This site contains information and resources related to Andrew Lampert's email text segmentation and classification research.
Our dataset consists of text spans annotated in 1000 email messages drawn at random from the Enron email corpus. We use the database dump of the Enron corpus (219Mb) released by Andrew Fiore and Jeff Heer. This version of the corpus has been processed to remove duplicate messages and to normalise sender and recipient names, resulting in just over 250,000 email messages. No attachments are included. Our annotations are made by a single annotator.
You can download our dataset by filling out the dataset request form.
Our annotated dataset is available as a set of database tables that link back to the message data in the Fiore and Heer dataset. Our annotated dataset includes the following tables:
- A unique id for each annotation record
- The id of the message from which this annotated line is extracted
- The character offset from the beginning of the message body text at which the marked span begins.
- The character offset from the beginning of the message body text at which the marked span ends.
- The id of the annotator. In this , all annotations are made by two different annotators (userid=1 and 9).
- Timestamp of when the annotation was recorded.
- The zone annotation, encoded as an integer. The label corresponding to the annotation value can be found in the spantypes table.
- The text of the span that was highlighted and marked by the annotator.
- A unique id for each annotation type. These ids are the values stored in the annvalue field in the annotationspans table.

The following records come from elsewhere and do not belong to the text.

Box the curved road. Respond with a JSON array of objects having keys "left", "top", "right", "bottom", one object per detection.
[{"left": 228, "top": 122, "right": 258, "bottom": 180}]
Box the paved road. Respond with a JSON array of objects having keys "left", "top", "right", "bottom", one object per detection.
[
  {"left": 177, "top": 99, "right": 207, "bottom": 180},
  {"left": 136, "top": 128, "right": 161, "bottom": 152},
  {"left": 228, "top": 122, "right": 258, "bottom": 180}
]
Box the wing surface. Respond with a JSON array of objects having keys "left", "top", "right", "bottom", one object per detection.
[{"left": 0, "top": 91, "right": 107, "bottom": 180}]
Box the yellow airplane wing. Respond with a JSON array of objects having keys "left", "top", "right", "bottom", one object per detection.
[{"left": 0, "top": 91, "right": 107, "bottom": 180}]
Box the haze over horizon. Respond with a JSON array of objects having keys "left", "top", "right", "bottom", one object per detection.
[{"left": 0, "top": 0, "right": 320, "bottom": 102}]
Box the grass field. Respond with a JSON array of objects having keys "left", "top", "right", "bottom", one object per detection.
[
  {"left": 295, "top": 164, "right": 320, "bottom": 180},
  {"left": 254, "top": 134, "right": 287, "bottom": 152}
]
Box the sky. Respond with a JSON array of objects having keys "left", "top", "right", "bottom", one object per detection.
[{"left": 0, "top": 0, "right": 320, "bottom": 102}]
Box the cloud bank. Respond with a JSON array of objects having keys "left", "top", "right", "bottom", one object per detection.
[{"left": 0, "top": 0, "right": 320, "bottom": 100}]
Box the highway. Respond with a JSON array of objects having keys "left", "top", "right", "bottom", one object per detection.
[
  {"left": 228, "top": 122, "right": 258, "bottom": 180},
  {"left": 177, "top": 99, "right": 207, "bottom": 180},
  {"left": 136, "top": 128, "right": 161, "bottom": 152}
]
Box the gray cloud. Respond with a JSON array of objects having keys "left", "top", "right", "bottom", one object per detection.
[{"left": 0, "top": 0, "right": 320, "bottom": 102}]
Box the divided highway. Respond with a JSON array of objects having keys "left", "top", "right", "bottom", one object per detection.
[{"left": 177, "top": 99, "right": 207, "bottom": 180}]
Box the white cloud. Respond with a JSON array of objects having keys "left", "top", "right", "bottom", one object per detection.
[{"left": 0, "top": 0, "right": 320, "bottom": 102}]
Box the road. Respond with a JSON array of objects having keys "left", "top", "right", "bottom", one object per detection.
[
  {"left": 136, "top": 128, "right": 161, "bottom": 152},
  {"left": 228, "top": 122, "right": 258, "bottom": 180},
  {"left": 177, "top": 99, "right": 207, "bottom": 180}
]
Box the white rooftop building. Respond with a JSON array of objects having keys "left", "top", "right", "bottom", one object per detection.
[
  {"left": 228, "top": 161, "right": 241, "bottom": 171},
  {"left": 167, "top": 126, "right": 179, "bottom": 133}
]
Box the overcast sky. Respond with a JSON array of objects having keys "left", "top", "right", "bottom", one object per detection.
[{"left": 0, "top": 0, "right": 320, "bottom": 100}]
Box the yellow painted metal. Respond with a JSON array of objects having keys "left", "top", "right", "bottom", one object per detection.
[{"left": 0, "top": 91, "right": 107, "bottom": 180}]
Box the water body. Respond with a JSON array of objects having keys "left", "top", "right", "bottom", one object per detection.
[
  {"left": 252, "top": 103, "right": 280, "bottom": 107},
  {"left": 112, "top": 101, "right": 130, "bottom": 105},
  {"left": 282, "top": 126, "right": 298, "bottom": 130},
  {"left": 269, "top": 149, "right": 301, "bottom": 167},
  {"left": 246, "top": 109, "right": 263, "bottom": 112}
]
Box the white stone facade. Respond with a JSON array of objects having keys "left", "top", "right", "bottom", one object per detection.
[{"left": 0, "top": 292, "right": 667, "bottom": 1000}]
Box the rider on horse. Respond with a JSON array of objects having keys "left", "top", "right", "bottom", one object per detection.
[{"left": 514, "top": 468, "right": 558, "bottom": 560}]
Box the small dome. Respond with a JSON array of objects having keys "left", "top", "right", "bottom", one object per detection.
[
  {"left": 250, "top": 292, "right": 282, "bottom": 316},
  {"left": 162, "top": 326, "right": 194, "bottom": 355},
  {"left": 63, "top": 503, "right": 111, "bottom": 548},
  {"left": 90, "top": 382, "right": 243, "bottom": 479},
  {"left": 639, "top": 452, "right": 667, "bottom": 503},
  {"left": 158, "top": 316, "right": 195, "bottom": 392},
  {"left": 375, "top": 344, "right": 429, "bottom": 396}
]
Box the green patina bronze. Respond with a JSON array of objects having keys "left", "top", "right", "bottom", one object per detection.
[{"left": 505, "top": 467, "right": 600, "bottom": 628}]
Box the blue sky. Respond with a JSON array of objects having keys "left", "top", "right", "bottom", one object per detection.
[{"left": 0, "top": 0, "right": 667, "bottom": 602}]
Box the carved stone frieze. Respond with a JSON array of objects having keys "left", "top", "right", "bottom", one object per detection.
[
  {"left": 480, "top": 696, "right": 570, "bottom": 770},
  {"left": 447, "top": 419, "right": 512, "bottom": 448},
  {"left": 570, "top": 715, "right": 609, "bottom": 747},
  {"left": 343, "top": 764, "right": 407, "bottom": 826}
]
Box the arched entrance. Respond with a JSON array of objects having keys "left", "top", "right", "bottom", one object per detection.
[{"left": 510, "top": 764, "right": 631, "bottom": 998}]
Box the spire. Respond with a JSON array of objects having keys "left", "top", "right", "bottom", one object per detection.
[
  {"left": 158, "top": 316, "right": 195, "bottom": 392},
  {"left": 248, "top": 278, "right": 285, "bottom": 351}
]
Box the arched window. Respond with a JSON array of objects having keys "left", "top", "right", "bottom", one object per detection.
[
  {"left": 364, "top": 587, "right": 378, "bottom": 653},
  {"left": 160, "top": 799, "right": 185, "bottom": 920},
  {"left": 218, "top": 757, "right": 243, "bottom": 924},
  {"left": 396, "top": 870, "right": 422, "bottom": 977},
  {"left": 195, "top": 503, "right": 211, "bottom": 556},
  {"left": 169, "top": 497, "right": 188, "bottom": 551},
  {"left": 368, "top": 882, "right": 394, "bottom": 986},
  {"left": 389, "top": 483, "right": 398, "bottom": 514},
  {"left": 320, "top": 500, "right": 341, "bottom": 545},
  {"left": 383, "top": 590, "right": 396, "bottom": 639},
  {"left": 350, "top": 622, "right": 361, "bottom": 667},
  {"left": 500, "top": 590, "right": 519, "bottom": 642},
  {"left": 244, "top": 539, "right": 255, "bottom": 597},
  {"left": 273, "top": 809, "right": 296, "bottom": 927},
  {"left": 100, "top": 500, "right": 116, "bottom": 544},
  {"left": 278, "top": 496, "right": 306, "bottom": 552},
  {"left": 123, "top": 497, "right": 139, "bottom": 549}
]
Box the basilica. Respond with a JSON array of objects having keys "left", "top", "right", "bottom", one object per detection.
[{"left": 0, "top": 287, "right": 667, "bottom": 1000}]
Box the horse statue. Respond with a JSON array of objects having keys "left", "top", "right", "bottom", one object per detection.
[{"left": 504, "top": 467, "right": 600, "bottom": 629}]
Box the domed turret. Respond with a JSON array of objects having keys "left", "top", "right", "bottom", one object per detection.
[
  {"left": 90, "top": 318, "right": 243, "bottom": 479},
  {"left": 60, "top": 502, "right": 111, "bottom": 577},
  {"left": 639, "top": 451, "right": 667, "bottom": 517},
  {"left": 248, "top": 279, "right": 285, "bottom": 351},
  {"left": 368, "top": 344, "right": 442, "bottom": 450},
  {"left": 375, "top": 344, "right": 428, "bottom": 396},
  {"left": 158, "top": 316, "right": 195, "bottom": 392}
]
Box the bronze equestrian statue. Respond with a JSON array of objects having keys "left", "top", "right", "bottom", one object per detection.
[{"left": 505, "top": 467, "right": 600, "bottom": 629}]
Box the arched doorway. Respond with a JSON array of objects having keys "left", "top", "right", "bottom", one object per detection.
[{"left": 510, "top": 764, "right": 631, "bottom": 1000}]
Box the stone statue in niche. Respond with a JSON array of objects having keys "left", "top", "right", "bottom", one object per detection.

- The name of each annotation type (e.g., Request Only, Request and Commitment, Phatic Commitment).
Our annotated data is licensed under a Creative Commons Attribution-Noncommercial 2.0 Generic License.
If you make use of any of these resources, please cite one of the following papers:
Andrew Lampert, Robert Dale and Cécile Paris (2010) - Detecting emails containing requests for action, In Proceedings of Human Language Technologies: The 2010 Annual Conference of the North American Chapter of the Association for Computational Linguistics Processing (HLT/NAACL 2010), pp. 984-992, Los Angeles, USA.
Andrew Lampert, Robert Dale and Cécile Paris (2008) - Requests and Commitments in Email are More Complex Than You Think: Eight Reasons to be Cautious, In Proceedings of Australasian Language Technology Association Workshop, pp. 64-72. Hobart, Australia.
Andrew Lampert, Robert Dale and Cécile Paris (2008) - The Nature of Requests and Commitments in Email Messages, In Proceedings of EMAIL-08: the AAAI Workshop on Enhanced Messaging, pp. 42-47, Chicago, USA.